The issue is with the underlying networking with our hosting provider, our engineers are working with them to resolve. We will provide an update in 30 minutes.
monitoring Oct 13, 2021, 08:36 AM UTC

Our engineers have reported that all services are available. Our engineers are now performing healthchecks across all Stacks.
identified Oct 13, 2021, 08:44 AM UTC

The issue persists with the underlying networking with our hosting provider, our engineers are working with them to resolve. We will provide an update in 30 minutes.
identified Oct 13, 2021, 08:58 AM UTC

Our engineers have reported that we now have connectivity and are continuing to check that all services are fully operational
monitoring Oct 13, 2021, 09:11 AM UTC

Our engineers have reported that all services are available.
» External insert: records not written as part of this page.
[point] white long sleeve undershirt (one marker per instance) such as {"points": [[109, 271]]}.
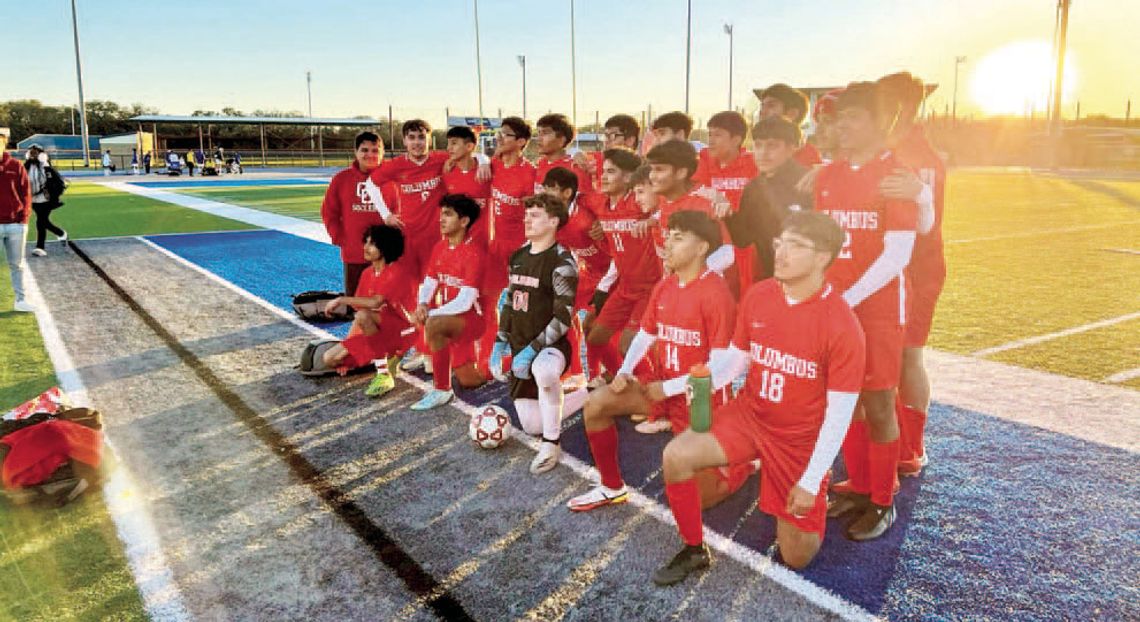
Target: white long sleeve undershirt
{"points": [[461, 303], [896, 253], [837, 418]]}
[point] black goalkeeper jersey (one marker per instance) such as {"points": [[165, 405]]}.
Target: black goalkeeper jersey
{"points": [[540, 295]]}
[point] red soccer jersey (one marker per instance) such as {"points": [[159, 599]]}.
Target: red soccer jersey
{"points": [[689, 321], [455, 268], [395, 285], [593, 255], [543, 166], [464, 182], [420, 187], [797, 353], [691, 202], [730, 179], [928, 264], [638, 267], [510, 186], [347, 212], [851, 195], [807, 155]]}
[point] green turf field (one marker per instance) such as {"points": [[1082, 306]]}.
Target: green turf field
{"points": [[55, 564]]}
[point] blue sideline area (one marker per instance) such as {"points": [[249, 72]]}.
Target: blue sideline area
{"points": [[227, 182], [1008, 522]]}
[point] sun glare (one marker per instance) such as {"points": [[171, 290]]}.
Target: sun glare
{"points": [[1015, 79]]}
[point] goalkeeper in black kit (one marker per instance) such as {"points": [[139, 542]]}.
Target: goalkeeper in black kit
{"points": [[536, 311]]}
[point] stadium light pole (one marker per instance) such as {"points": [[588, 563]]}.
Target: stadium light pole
{"points": [[479, 65], [308, 83], [727, 30], [79, 75], [689, 49], [522, 63], [958, 63]]}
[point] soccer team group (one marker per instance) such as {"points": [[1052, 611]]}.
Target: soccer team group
{"points": [[801, 275]]}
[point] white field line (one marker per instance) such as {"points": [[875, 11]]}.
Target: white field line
{"points": [[125, 501], [754, 559], [1050, 336], [267, 220], [1124, 376], [1044, 231]]}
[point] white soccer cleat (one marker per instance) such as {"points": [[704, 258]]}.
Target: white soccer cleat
{"points": [[547, 458], [434, 398], [597, 497]]}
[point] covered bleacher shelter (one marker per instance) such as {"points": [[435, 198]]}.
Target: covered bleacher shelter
{"points": [[259, 121]]}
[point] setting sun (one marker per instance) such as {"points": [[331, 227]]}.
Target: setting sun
{"points": [[1015, 79]]}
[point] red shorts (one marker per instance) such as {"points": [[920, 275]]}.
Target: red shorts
{"points": [[390, 340], [920, 313], [742, 439], [624, 309], [884, 355]]}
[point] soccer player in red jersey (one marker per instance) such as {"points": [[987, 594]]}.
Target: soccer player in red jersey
{"points": [[347, 210], [673, 125], [620, 130], [593, 256], [554, 132], [869, 271], [690, 314], [927, 269], [448, 301], [635, 259], [727, 168], [382, 300], [803, 349], [791, 104], [672, 169]]}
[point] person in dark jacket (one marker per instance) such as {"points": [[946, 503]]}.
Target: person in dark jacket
{"points": [[768, 198], [15, 206]]}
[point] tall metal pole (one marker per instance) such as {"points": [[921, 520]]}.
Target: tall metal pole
{"points": [[958, 63], [479, 66], [727, 30], [308, 82], [573, 76], [1058, 80], [689, 49], [79, 75], [522, 63]]}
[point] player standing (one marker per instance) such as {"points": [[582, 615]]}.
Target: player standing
{"points": [[870, 273], [803, 350]]}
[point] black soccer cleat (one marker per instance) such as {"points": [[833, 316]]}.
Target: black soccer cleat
{"points": [[873, 523], [846, 502], [690, 559]]}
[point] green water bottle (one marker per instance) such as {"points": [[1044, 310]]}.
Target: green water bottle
{"points": [[699, 395]]}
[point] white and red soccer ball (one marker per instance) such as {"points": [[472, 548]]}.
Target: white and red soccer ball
{"points": [[489, 427]]}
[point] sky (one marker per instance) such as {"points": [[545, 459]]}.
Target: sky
{"points": [[420, 56]]}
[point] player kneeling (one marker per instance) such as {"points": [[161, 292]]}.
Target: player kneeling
{"points": [[535, 317], [380, 328], [804, 352], [689, 316]]}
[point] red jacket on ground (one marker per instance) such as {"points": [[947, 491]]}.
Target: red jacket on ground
{"points": [[15, 191]]}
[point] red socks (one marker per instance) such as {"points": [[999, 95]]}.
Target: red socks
{"points": [[855, 457], [685, 502], [441, 368], [603, 444], [882, 463]]}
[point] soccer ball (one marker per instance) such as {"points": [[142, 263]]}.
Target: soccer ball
{"points": [[489, 427]]}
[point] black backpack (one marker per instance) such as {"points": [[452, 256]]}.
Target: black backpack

Our engineers are now performing healthchecks across all Stacks.
resolved Oct 13, 2021, 09:44 AM UTC

This incident has been resolved.
postmortem Oct 13, 2021, 02:19 PM UTC

In the morning of October 13th at 07:30 am UTC, [Logit.io](http://Logit.io) on-call engineers were automatically alerted to a new issue affecting the stability of the platform. Our engineers responded quickly to identify the root cause of the problem and by 07:50 UTC had confirmed with our incident response team that the issue was relating to an intervention on the underlying infrastructure provider, which led to disturbances on the entire network. These interventions were aimed at reinforcing anti-DDoS protections. Our teams worked closely with the underlying infrastructure providers teams who then isolated the equipment at 08:15 am UTC, restoring the normal service. Our engineers then performed a series of health checks across the infrastructure and individual stacks to confirm the incident was resolved. We sincerely apologise to all of our customers affected by this incident and we commit to be as transparent as possible about the causes and consequences in relation to the incident.